We published an article with NYSBA Labor and Employment Law Journal, titled “Employee Threats to Critical Technologies Are Best Addressed Through a Formalized Insider Threat Risk Assessment Process and Program.” With the New York State Bar Association’s permission, we have linked it here.
It is highly likely that the National Association of Insurance Commissioners (“NAIC”) will adopt a model data cyber security law premised largely on the New York State Department of Financial Services (“NYSDFS”) cyber security regulations. Recently, we discussed the NYSDFS’ proposed extension of its cyber security regulations to credit reporting agencies in the wake of the Equifax breach. New York Governor Andrew Cuomo has announced, “The Equifax breach was a wakeup call and with this action New York is raising the bar for consumer protections that we hope will be replicated across the nation.” Upon adoption by the NAIC, the NYSDFS regulations requiring that NYS financial organizations have in place a written and implemented cyber security program will gain further traction toward setting a nationwide standard for cyber security and breach notification. Indeed, although there are differences, the NAIC drafters emphasized that any Licensee in compliance with the NYSDFS “Cybersecurity Requirements for Financial Services Companies” will also be in compliance with the model law.

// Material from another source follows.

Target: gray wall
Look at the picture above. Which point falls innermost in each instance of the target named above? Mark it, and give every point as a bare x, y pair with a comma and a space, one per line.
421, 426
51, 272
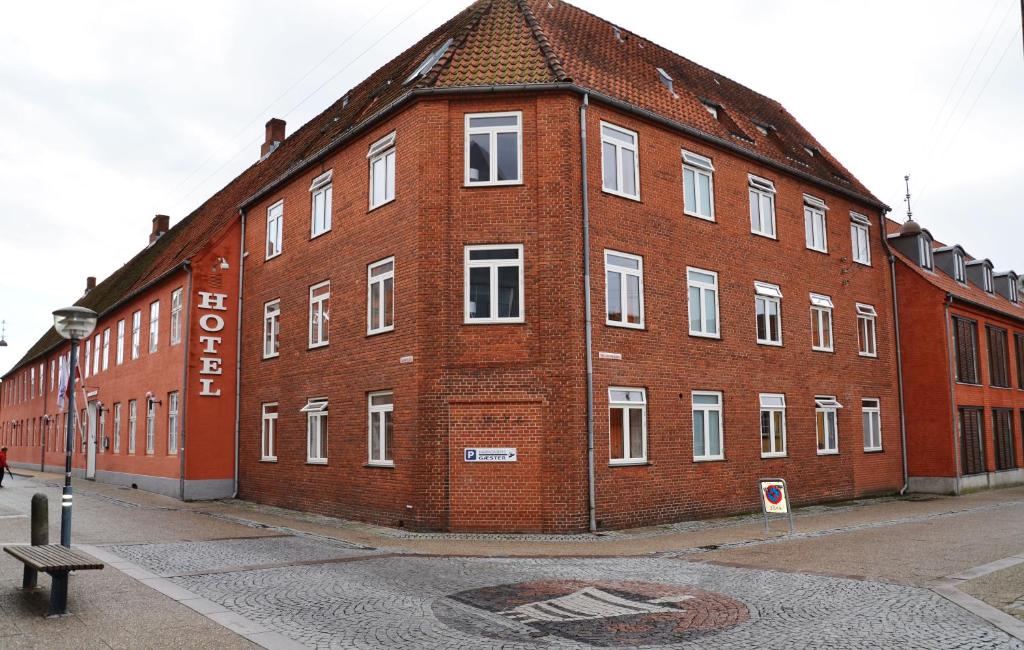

The NAIC Working Committee expressed a preference for a uniform nationwide standard: “This new model, the Insurance Data Security Model Law, will establish standards for data security and investigation and notification of a breach of data security that will apply to insurance companies, producers and other persons licensed or required to be licensed under state law. This model, specific to the insurance industry, is intended to supersede state and federal laws of general applicability that address data security and data breach notification. Regulated entities need clarity on what they are expected to do to protect sensitive data and what is expected if there is a data breach. This can be accomplished by establishing a national standard and uniform application across the nation.” Other than small licensees, the only exemption is for Licensees certifying that they have in place an information security program that meets the requirements of the Health Insurance Portability and Accountability Act. According to the Committee, following adoption, it is likely that state legislatures throughout the nation will move to adopt the model law.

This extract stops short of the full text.